Using List Comprehensions Effectively

Tutorial 3 of 5

Using List Comprehensions Effectively

1. Introduction

This tutorial aims to provide a comprehensive understanding of list comprehensions in Python and to demonstrate how to use them effectively. By the end of this tutorial, you will be able to understand the syntax and functionality of list comprehensions and use them to create efficient and readable Python code.

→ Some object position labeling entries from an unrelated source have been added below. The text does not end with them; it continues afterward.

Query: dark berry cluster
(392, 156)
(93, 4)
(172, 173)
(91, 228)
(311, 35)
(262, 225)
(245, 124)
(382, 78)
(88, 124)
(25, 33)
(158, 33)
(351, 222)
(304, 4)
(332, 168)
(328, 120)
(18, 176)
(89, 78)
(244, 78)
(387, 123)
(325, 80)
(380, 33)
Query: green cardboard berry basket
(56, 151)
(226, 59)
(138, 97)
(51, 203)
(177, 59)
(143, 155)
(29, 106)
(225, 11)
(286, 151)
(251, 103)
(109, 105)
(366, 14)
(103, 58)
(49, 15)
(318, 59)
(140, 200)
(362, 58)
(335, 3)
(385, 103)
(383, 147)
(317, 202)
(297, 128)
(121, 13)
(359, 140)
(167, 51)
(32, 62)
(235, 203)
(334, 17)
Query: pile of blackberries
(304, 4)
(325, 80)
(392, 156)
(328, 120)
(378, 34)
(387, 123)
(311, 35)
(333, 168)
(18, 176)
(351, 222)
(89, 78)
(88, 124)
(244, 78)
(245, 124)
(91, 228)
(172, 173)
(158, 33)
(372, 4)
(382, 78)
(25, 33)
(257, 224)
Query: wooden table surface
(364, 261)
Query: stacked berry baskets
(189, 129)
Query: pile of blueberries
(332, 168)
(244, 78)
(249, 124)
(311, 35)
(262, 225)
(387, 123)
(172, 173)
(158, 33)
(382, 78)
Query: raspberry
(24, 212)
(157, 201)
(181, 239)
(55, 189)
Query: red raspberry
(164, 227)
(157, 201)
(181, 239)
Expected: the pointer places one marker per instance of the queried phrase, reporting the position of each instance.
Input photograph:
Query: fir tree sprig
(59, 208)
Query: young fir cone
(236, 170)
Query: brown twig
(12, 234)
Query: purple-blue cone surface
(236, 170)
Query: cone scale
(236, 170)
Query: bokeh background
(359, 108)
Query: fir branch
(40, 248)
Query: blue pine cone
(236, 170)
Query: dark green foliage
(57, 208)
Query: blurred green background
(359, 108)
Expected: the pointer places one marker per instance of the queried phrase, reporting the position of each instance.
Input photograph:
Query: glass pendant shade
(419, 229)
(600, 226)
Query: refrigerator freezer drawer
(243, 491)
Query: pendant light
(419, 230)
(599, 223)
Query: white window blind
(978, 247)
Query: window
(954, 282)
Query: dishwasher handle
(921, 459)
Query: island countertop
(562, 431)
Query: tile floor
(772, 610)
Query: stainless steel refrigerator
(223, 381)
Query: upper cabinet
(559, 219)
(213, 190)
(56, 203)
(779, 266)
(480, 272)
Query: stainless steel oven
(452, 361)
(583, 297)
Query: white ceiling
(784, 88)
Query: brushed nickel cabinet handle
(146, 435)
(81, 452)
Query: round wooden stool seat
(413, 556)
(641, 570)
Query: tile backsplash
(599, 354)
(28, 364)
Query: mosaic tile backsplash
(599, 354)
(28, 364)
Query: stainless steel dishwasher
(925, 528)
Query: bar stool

Prerequisites: Basic knowledge of Python programming (variables, data types, loops, and functions).

2. Step-by-Step Guide

Python list comprehension is a syntactic construct that enables the creation of lists in a more human-readable and efficient way. It can be used to replace traditional for loops and lambda function with map(), filter() and reduce().

Syntax of List Comprehension:

[expression for item in list if condition]

2.1 Without List Comprehensions

Without list comprehension, generating a list of squares for the first 10 natural numbers would look like this:

squares = []
for i in range(1, 11):
    squares.append(i**2)
print(squares)

2.2 With List Comprehensions

Here is how you can do the same thing with list comprehension, in a more Pythonic and efficient way:

squares = [i**2 for i in range(1, 11)]
print(squares)

2.3 Conditionals in List Comprehensions

You can also use conditionals in list comprehension to filter out certain values:

even_squares = [i**2 for i in range(1, 11) if i % 2 == 0]
print(even_squares)

3. Code Examples

Let's look at some more practical examples.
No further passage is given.